For our analyses, we used a logistic growth model by Barany and Roberts  for which we separated the population into three subpopulations (D, R and T) and added conjugation and plasmid loss dynamics. The model does not describe a death phase in which the bacterial population dies out. A death phase occurs when the medium in which the populations are grown is depleted of nutrients. Such a death phase was not observed in the experiments. Therefore, the model was appropriate to describe the population dynamics in our experiments.
The conjugation coefficient γ
of the transconjugant was found to be much higher than that of the donor. This might be due to repression of conjugation [9, 26]. By such a mechanism conjugation becomes repressed after a certain period since acquiring the plasmid. Newly formed transconjugants have a transient period in which conjugation is de-repressed and the conjugation coefficient is higher. The population of donors might be in a repressed state such that the increase of transconjugants is slower in the beginning of the experiment, and the accumulation of new transconjugants increases the overall conjugation coefficient. Such a repression-depression system is, however, to our knowledge not described for IncI1 plasmids.

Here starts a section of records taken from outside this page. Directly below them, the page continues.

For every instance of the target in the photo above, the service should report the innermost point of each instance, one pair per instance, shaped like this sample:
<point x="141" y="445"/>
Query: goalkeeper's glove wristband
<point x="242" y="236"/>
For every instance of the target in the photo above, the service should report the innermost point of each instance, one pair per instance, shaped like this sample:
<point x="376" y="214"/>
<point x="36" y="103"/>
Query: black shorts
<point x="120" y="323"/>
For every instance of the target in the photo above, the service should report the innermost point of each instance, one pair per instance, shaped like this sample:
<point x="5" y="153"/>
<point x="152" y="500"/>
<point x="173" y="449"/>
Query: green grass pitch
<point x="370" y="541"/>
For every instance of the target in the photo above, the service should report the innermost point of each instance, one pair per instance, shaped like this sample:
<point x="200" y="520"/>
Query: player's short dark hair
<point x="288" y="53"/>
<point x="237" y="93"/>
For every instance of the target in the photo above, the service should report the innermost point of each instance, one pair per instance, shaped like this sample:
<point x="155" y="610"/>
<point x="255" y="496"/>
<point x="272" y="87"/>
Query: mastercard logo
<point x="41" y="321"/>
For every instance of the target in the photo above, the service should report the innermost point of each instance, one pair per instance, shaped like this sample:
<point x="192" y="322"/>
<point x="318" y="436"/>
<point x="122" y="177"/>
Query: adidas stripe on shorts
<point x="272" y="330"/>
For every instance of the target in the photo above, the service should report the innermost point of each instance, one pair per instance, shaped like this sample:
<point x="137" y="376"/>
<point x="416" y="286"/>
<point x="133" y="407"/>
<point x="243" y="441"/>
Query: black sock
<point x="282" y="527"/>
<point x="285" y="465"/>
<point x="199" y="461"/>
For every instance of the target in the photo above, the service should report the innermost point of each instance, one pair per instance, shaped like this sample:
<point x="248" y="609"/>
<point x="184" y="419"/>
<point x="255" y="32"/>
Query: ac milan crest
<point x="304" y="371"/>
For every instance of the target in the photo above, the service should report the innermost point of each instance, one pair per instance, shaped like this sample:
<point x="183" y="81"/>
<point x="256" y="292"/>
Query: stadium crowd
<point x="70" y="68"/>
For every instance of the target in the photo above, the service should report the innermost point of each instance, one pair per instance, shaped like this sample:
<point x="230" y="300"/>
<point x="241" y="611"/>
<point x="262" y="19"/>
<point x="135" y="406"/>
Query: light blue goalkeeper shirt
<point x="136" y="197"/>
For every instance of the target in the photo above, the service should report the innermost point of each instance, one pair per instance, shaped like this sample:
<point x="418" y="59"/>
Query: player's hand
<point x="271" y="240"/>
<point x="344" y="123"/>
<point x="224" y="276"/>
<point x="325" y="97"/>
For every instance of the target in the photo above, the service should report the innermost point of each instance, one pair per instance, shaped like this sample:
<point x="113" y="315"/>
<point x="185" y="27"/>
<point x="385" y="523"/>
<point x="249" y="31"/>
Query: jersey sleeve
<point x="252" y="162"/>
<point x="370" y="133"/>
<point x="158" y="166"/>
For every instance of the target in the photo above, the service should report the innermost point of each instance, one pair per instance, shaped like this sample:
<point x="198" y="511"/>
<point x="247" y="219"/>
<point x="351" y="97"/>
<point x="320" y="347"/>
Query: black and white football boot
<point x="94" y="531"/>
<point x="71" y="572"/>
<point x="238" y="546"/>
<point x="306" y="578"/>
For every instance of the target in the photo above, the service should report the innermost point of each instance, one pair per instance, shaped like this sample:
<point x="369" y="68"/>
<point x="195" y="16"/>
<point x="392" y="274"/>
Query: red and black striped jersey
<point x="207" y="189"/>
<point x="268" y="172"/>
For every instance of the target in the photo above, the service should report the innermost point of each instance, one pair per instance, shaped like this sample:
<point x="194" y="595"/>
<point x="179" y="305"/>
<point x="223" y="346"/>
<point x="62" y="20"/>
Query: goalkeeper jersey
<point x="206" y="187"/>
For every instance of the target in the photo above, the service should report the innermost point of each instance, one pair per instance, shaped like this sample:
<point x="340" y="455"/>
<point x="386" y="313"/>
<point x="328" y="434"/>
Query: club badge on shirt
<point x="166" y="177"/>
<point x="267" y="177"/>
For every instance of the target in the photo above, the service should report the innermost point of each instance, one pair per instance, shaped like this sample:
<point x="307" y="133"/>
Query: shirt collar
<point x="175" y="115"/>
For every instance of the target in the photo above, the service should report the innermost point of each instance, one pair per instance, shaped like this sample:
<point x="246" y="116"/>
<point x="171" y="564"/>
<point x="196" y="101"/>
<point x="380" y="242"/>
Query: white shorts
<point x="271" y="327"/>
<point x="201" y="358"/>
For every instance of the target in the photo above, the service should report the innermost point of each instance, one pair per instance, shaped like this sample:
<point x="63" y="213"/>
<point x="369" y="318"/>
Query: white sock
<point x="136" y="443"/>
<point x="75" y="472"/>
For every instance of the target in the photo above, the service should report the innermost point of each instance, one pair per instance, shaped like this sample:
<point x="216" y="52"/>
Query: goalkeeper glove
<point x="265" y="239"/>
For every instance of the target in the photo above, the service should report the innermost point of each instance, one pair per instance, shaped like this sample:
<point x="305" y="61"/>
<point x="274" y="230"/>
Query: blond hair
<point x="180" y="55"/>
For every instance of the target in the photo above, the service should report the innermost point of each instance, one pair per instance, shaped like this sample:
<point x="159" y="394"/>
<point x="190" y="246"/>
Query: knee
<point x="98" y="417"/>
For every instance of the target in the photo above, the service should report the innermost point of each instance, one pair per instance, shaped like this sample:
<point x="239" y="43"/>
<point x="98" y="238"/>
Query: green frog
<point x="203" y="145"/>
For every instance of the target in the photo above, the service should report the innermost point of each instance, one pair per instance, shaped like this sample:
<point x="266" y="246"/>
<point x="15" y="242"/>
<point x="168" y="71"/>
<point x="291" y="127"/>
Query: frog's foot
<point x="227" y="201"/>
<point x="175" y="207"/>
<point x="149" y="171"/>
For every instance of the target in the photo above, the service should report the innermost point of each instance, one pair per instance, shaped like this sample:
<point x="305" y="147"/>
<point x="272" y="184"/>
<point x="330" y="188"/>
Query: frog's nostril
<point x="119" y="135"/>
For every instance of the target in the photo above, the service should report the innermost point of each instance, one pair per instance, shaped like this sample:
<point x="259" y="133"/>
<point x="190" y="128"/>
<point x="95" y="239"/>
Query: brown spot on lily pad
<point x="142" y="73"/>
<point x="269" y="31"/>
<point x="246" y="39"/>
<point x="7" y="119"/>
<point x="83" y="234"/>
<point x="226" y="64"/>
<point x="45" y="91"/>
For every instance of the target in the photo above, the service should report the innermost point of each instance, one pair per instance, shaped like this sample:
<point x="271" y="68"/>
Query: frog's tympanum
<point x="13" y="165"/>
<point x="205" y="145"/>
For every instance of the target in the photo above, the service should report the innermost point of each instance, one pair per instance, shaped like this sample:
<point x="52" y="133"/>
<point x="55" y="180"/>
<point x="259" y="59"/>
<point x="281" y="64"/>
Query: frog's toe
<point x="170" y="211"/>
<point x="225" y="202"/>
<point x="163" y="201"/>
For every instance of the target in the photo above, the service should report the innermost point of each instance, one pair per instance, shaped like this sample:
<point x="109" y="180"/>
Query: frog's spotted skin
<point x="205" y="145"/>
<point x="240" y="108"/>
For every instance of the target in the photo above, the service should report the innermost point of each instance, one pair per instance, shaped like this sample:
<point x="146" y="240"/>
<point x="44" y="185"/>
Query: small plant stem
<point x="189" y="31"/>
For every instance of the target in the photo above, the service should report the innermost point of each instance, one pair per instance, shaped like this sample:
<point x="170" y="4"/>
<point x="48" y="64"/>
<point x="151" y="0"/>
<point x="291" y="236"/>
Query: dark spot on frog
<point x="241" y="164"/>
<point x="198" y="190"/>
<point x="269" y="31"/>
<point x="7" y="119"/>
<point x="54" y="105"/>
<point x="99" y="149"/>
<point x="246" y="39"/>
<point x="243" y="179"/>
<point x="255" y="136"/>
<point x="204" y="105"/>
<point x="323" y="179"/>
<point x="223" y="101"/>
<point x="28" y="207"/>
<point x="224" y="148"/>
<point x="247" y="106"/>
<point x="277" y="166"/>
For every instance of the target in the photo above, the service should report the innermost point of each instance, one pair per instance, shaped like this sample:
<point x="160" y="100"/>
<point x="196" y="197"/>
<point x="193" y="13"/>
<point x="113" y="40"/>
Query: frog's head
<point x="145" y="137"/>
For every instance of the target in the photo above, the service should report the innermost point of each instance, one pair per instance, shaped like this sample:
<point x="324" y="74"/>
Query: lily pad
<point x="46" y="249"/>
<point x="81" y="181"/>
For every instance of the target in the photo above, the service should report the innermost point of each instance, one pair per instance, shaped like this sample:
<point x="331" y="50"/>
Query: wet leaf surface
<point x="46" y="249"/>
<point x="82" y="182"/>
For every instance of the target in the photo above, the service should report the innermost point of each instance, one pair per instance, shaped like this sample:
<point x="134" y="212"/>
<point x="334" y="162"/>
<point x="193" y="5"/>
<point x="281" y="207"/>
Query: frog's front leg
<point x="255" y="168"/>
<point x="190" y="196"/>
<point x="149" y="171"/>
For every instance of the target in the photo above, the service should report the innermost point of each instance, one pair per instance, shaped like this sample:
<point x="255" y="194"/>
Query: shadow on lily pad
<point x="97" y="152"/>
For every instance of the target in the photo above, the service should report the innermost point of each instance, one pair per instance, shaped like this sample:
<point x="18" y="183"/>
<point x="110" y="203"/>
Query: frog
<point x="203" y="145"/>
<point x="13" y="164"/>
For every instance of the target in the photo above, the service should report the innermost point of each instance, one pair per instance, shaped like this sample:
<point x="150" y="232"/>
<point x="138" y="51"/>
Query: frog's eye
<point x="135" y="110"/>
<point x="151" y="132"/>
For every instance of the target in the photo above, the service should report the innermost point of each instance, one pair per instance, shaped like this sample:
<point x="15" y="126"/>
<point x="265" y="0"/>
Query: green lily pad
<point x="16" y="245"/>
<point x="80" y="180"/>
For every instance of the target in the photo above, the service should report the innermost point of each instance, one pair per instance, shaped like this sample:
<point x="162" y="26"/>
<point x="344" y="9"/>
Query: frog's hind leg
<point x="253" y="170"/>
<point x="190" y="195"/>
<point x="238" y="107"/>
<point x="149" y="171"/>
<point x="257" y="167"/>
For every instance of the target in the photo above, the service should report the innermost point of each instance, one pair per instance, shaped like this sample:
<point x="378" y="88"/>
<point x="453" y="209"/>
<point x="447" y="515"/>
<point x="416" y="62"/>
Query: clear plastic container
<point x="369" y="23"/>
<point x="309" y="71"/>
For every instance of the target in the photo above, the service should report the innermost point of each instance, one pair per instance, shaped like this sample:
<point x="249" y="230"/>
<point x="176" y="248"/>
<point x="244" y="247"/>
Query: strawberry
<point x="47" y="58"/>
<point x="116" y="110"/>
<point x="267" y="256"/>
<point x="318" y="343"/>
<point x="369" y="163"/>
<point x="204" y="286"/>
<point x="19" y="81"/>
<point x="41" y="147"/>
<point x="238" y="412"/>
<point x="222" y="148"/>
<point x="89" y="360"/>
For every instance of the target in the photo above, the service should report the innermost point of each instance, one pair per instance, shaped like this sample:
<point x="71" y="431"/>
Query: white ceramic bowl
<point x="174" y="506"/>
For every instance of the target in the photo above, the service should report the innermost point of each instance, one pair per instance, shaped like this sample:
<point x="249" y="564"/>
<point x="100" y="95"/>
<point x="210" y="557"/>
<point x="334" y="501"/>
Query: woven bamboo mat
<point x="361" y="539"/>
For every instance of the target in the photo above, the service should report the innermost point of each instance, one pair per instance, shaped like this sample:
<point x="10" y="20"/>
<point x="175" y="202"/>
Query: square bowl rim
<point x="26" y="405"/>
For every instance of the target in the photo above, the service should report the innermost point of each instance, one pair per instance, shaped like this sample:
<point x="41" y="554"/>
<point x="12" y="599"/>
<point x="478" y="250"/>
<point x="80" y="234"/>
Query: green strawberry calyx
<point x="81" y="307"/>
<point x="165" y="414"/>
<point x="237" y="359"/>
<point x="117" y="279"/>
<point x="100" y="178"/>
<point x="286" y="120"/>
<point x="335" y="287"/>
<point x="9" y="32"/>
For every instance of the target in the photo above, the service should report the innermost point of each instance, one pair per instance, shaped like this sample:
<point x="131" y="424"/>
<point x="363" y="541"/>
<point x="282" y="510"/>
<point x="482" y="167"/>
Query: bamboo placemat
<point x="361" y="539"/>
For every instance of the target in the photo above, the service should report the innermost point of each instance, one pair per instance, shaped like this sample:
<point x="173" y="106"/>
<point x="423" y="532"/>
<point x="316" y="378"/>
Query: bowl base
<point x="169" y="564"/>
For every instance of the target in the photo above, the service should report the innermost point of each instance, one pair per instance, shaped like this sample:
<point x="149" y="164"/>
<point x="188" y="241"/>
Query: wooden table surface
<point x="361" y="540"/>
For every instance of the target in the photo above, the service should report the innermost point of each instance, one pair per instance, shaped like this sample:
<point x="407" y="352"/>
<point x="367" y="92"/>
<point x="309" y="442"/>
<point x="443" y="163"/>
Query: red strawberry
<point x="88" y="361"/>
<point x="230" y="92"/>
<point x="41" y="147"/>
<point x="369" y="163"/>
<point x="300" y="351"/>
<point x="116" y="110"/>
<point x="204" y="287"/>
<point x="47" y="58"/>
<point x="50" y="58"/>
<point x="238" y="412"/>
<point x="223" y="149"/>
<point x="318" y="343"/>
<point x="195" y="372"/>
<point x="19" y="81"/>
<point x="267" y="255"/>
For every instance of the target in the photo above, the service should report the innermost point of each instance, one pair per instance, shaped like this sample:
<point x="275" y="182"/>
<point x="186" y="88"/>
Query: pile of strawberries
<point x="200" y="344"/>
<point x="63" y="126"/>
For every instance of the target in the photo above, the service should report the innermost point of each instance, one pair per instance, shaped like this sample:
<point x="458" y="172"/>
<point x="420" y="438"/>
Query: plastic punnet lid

The results of this study, although obtained in vitro, indicate that the IncI1 plasmid carrying the bla
CTX-M-1 gene does not impose or only imposes small fitness costs in the absence of antimicrobials. Apart from abandoning the use of antimicrobials, additional measures might be required to reduce the occurrence of this plasmid, such as competitive exclusion with other bacteria carrying incompatible plasmids [6, 16]. If the IncI1 plasmid shows the same absence of fitness costs in vivo as in our in vitro experiments and additional control measures cannot be found, it is expected that this plasmid remains present in poultry even without the use of antimicrobials.